Mais alors nous pourrions nous demander : Que manque-t-il à l’imagination artificielle pour vivre son imagination et donner à ses productions une unité de sens ? En fait, ce qui manque à l’imagination artificielle c’est justement ce qui nous caractérise dans notre expérience au monde : une expérience phénoménologique qui fait que lorsque nous percevons les choses, c’est avec une certaine intentionnalité. Autrement dit, notre conscience est toujours conscience de quelque chose. Par intentionnalité, nous entendons donc ce caractère propre à la conscience de toujours se projeter vers quelque chose qui lui est extérieur, transcendant. Mais nous allons plus loin, car avec cette intentionnalité, la conscience vient toujours avec une certaine intention que sont les modes intentionnels donc avec une certaine signification que l’on donne aux choses vers lesquelles nous nous projetons comme vu précédemment avec l’exemple du canard-lapin. Autrement dit, l’intention est un acte de la conscience donnant une signification aux données de la perception, de l’imagination, de la mémoire. Prenons un exemple pour être plus clair : Si je vois un gâteau posé sur une table. Alors lorsque je le perçois, ce gâteau n’est pas à l’intérieur de ma conscience mais bien là où il est c’est-à-dire dans le monde extérieur à ma conscience donc sur la table. Ma conscience est toujours conscience de quelque chose au sens où rien ne s’y loge à l’intérieur. La conscience se caractérise donc par sa transcendance au sens où elle est toujours projetée au-dehors de soi, car elle n’a pas d’en-soi. Autrement dit, la conscience est un pour-soi là où le gâteau est un objet extérieur à ma conscience donc un en-soi en langage sartrien.
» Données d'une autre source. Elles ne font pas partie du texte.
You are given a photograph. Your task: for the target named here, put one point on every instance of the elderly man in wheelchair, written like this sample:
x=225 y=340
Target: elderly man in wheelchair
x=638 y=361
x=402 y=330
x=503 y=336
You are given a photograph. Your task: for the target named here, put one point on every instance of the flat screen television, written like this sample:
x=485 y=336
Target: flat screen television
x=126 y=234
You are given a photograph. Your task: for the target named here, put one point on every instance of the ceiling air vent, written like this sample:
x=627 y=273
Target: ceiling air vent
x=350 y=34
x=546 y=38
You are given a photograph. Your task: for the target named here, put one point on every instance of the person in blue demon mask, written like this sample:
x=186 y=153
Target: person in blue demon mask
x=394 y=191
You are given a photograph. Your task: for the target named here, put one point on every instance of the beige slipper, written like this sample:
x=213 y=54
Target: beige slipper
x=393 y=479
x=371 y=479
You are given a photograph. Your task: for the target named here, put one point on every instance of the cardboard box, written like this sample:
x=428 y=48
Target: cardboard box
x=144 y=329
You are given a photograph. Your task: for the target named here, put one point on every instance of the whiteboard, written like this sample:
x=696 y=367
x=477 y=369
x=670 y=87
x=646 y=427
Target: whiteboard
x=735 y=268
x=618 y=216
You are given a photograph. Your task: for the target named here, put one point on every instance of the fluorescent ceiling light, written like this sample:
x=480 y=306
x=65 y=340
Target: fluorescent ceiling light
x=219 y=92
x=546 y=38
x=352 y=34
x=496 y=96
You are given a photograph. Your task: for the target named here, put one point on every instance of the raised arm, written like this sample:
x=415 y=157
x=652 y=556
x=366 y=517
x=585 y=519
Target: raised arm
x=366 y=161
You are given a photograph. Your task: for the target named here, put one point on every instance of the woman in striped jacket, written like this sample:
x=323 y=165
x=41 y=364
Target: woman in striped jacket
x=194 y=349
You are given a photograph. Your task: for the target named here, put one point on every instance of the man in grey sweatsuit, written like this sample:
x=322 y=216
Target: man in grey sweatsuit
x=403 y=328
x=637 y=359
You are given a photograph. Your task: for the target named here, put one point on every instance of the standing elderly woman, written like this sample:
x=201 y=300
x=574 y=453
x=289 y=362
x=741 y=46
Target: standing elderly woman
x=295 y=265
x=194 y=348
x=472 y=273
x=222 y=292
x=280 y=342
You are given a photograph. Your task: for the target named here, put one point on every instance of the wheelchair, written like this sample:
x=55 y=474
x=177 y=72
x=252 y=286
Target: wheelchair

À partir de cela, je peux percevoir ce gâteau selon différent modes intentionnels, selon différentes intentions : avec appétit en tant que je désire le manger, je peux le percevoir avec dégoût, je peux le percevoir comme un amas de nourriture organique que je dois analyser en laboratoire afin de savoir s’il n’est pas empoisonné, je peux le percevoir comme une œuvre d’art, etc. Bref, notre rapport aux choses s’offre dans un infini de possibles du fait de cette intentionnalité qui, selon sa modalité va donner un sens différent à la chose que l’on vise. L’imagination artificielle, quant à elle, n’aura rien de tout cela, car ce gâteau, ce n’est qu’une ligne de code déjà inscrite dans sa
base de donnée et non vers lequel elle se projette, du fait qu’elle soit un en-soi et non un pour-soi. En effet, comment reproduire artificiellement la conscience alors que celle-ci n’est pas un objet mais un pour-soi qui se caractérise par sa transcendance ? Créer artificiellement un pour-soi équivaudrait à la transformer en objet et, de ce fait, cela ne serait plus un pour-soi mais bien un en-soi. En effet, si la conscience est considérée comme un objet c’est qu’elle perd ce qui faisait ce qui lui était propre : son intentionnalité du fait de sa transcendance. Ainsi, elle ne peut pas être créée artificiellement, car cette création serait forcément un en-soi et non un pour-soi. Quant à l’intention, nous verrons son impossible reproduction artificielle avec la question de la spontanéité un peu plus tard dans notre étude, pour l’instant nous ne faisons que le présupposer. Bref, l’imagination artificielle dès sa version la plus élémentaire qu’est l’imagination artificielle reproductrice et, plus généralement, dans chacune de ses versions, lorsqu’elle reproduit une chose dont elle dispose dans sa
base de donnée, elle le fait sans aucune intentionnalité. De ce fait, les machines correspondent bien plus à ce que pensait la « philosophie digestive »5 de la conscience en tant qu’elle était pensée comme remplie de contenus mentaux. En revanche, la thèse cognitiviste sur l’esprit humain présentée au début se retrouve infirmée par ce concept d’intention de la conscience, car la syntaxe et la sémantique, dans la conscience, sont en vérité intimement liée (cf. exemple du canard-lapin ou du gâteau) Mais surtout, la boîte noire que serait la conscience n’est pas non plus une boîte que nous pourrions ouvrir pour voir ce qu’il y a dedans, car justement il n’y a rien dedans du fait du caractère intentionnel de la conscience qui n’est pas en-soi mais pour-soi c’est-à-dire toujours projeté vers l’extérieur et, de ce fait, in-objectivable. En somme, les machines contiennent bien des informations dans leur
base de donnée, en revanche ce n’est pas le cas de la conscience qui est toujours dirigée vers l’extérieur. Bref, l’intentionnalité ne se retrouve dans aucune des imaginations artificielles vu auparavant, que ce soit la reproductrice, la combinatoire ou même celle que, pour l’instant, nous supposons comme créatrice, car elles sont des en-soi et non des pour-soi.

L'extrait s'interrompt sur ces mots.